Tuesday, August 10, 2010

Apeiron Streets, Part 1

A short story that's likely to become a novella. It's the first part of a story that I rediscovered and am currently editing. I'm likely to expand it, hence the novella statement. It takes place in a universe I've created called 'Void.' Likely to be other stories that take place in this universe, both in its dysfunctional cyberpunk future and its distant fantastic past. For now, enjoy a partial introduction to the world of Void!

Apeiron Streets
It’s almost go time…

Of the three glittering jewels of the Perseis Star System, Shin had never been anywhere but the advanced and intricate world of Kore. Even then, he had never set foot near the peaceful suburbs, nor the impressive high rises of the capital city. All his life had been spent in the industrial facilities and inner ghettoes of Apeiron’s outskirts. Abandoned as an infant, he should never have made it to adulthood.

But he had been born lucky, unlike so many other abandoned children. A scavenger from one of the largest street gangs had discovered him and taken him in. As a result, he’d spent his life, surrounded by violence, crime, and the absence of Mother, the sophisticated world-spanning AI that made civilization possible. Having known no other life, it was only natural that he entered the criminal trade of his rescuer.

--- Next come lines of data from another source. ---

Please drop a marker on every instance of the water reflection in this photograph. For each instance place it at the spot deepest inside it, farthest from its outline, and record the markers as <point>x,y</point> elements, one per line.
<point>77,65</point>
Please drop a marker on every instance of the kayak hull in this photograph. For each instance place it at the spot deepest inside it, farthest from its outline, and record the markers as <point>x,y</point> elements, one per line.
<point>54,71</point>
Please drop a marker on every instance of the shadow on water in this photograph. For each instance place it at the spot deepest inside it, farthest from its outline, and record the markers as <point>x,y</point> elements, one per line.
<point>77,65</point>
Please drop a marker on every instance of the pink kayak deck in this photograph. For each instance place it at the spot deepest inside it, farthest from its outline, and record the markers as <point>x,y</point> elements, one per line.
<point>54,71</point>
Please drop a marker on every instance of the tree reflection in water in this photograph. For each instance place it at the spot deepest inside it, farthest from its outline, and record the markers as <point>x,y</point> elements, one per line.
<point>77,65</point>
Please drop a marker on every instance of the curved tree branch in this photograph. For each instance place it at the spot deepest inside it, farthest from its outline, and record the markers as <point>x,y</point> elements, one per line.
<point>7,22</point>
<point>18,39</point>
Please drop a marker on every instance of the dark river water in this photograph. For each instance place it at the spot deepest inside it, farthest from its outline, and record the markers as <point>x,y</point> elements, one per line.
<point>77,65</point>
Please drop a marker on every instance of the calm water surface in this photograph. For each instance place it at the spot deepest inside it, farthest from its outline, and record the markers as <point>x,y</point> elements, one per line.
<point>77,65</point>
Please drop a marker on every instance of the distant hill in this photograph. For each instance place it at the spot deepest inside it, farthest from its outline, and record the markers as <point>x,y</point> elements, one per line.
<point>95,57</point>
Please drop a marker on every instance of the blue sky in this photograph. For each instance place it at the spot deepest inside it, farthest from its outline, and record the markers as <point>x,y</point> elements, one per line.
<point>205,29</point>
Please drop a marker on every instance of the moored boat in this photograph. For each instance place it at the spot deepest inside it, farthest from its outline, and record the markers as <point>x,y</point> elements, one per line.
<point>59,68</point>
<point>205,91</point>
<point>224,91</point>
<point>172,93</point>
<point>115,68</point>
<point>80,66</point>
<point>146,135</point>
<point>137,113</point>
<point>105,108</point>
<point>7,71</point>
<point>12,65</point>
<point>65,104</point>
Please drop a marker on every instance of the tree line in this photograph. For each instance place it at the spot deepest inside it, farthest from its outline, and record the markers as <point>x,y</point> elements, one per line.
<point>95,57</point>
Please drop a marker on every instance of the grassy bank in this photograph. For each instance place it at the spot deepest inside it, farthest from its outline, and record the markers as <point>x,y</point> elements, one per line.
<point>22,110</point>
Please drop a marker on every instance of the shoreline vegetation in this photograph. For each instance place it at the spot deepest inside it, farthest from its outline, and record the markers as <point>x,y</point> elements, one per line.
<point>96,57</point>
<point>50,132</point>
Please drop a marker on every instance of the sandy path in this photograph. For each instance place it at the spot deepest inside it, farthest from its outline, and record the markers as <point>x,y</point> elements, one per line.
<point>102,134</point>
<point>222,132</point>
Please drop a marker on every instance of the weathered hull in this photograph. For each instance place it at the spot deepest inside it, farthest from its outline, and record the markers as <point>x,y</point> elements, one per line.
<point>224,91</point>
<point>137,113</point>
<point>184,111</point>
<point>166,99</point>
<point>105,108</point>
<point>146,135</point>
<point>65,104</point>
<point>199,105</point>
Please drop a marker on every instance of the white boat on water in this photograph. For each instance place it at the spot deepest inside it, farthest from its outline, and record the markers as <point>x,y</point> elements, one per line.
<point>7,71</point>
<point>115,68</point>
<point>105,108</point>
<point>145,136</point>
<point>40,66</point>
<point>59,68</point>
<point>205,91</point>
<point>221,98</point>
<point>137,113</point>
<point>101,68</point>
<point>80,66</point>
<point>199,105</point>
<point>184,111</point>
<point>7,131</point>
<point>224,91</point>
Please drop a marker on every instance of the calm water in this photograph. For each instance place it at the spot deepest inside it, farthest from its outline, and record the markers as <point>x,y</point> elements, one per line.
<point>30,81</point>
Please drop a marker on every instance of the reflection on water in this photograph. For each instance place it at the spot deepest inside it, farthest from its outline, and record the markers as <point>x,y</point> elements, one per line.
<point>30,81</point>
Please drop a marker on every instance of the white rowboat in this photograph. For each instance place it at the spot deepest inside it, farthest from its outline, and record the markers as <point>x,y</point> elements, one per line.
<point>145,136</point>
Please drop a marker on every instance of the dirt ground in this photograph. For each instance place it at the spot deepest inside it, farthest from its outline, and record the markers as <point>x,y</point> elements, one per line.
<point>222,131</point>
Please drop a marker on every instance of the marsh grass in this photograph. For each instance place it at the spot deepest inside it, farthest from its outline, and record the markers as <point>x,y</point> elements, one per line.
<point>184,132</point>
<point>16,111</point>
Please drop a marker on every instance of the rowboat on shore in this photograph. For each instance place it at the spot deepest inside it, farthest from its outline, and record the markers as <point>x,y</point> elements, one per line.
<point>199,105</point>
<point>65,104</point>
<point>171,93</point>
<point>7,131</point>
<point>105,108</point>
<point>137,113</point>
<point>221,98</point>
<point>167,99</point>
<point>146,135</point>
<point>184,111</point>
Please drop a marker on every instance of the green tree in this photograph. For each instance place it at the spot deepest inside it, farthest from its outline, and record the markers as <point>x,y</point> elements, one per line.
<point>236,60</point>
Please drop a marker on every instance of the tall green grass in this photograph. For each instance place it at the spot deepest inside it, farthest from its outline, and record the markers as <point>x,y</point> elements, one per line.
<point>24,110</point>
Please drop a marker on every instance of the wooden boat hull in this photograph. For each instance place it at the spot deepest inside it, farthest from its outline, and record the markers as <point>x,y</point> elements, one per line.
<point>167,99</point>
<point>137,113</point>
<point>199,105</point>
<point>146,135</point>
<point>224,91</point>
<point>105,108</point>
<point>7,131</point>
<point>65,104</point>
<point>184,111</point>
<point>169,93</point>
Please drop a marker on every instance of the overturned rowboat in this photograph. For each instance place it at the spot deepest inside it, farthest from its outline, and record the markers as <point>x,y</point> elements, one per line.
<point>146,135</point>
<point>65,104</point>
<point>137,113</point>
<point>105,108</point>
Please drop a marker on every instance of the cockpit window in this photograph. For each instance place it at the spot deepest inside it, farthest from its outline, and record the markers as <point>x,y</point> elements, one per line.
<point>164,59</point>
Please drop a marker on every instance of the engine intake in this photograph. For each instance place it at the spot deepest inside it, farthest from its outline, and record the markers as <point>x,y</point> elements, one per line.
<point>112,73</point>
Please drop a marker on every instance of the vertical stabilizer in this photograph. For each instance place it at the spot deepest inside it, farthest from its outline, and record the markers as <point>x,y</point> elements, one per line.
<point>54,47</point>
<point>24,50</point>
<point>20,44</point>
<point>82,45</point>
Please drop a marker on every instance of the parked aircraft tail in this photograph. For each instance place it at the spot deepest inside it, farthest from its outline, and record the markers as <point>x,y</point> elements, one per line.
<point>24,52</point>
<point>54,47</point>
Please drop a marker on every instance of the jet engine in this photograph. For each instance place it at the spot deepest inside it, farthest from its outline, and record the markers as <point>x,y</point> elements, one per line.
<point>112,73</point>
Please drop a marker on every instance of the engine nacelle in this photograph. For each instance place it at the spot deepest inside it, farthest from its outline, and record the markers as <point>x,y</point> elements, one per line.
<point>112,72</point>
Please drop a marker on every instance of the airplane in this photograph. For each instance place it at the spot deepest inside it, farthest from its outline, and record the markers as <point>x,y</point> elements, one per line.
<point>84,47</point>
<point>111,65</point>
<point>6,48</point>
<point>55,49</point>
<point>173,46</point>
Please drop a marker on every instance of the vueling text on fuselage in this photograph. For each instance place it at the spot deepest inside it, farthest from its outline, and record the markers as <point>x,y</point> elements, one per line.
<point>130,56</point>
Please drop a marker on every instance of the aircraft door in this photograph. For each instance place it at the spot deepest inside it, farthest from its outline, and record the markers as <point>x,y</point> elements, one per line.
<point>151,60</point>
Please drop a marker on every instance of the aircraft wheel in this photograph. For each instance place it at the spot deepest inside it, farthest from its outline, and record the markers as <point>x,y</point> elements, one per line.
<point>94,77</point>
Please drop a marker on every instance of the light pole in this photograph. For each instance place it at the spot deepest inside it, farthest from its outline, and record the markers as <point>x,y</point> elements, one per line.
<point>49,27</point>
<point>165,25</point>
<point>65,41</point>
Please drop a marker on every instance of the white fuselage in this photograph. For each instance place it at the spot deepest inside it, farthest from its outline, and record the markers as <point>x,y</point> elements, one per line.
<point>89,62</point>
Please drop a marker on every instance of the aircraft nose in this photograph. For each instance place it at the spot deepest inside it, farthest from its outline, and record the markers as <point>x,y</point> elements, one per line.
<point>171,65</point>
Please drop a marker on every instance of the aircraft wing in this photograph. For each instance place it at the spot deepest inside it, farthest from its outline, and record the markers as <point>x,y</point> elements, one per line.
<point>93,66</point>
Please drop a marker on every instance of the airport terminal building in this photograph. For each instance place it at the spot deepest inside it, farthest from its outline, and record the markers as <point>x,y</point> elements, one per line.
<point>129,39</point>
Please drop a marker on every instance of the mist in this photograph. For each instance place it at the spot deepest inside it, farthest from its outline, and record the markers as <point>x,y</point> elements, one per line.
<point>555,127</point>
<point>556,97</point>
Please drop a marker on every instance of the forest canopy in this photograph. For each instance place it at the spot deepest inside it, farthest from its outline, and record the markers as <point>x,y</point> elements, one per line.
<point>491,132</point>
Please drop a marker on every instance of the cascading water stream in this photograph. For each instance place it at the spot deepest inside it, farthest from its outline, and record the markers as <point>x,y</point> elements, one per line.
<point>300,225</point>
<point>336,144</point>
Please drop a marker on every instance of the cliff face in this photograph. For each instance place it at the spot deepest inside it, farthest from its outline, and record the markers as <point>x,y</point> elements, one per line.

Adjusting his grip on his stolen silent shot, he aimed it at the hover-truck driver. The driver was shortcutting through the alley to make time. He would pause for several seconds to make the turn into the more visible areas. Just gotta wait for the right…

The driver reached the perfect position. Shin did not hesitate. He fired the silent shot, watching as the hover truck’s window shattered right before the driver’s skull did. Scrambling down from the rooftop he had made the shot from, he drew his sonic gun, a cheap knock-off of the more reliable military models.

Carefully looking around, he approached the truck and yanked the dead driver out of his seat. Two of his thugs appeared and dragged the body away, presumably to be tossed into a dumpster. The rest carefully opened up the cargo area to make sure that they were indeed swiping hard merchandise, not Opees. Shin joined them and shared a grin with his enforcers. “Wha we got here, boys, is some hard merchandise,” he drawled in the sloppy dialect of the slums. “I’m sure KoreCorp gonna love gettin’ dis stuff back. An’ if they dun wanna pay up, sure to be somun who will.”

“Big Boss gonna reward us real nice for this haul, eh, Shin?”

“Yup. ‘Specially since no Opees be buggin’ us.”

‘Opees’ was street slang for the Office of Planetary Security and the corrupt police forces. They were one of the three arms of the Koren military, and inarguably the weakest part. Run by the Politicians, the police forces were more parasite than actual crime-stopping unit. Most of their efforts were highly publicized raids that were efficient in convincing the masses that the Police looked out for them. Shin chuckled cynically at the thought.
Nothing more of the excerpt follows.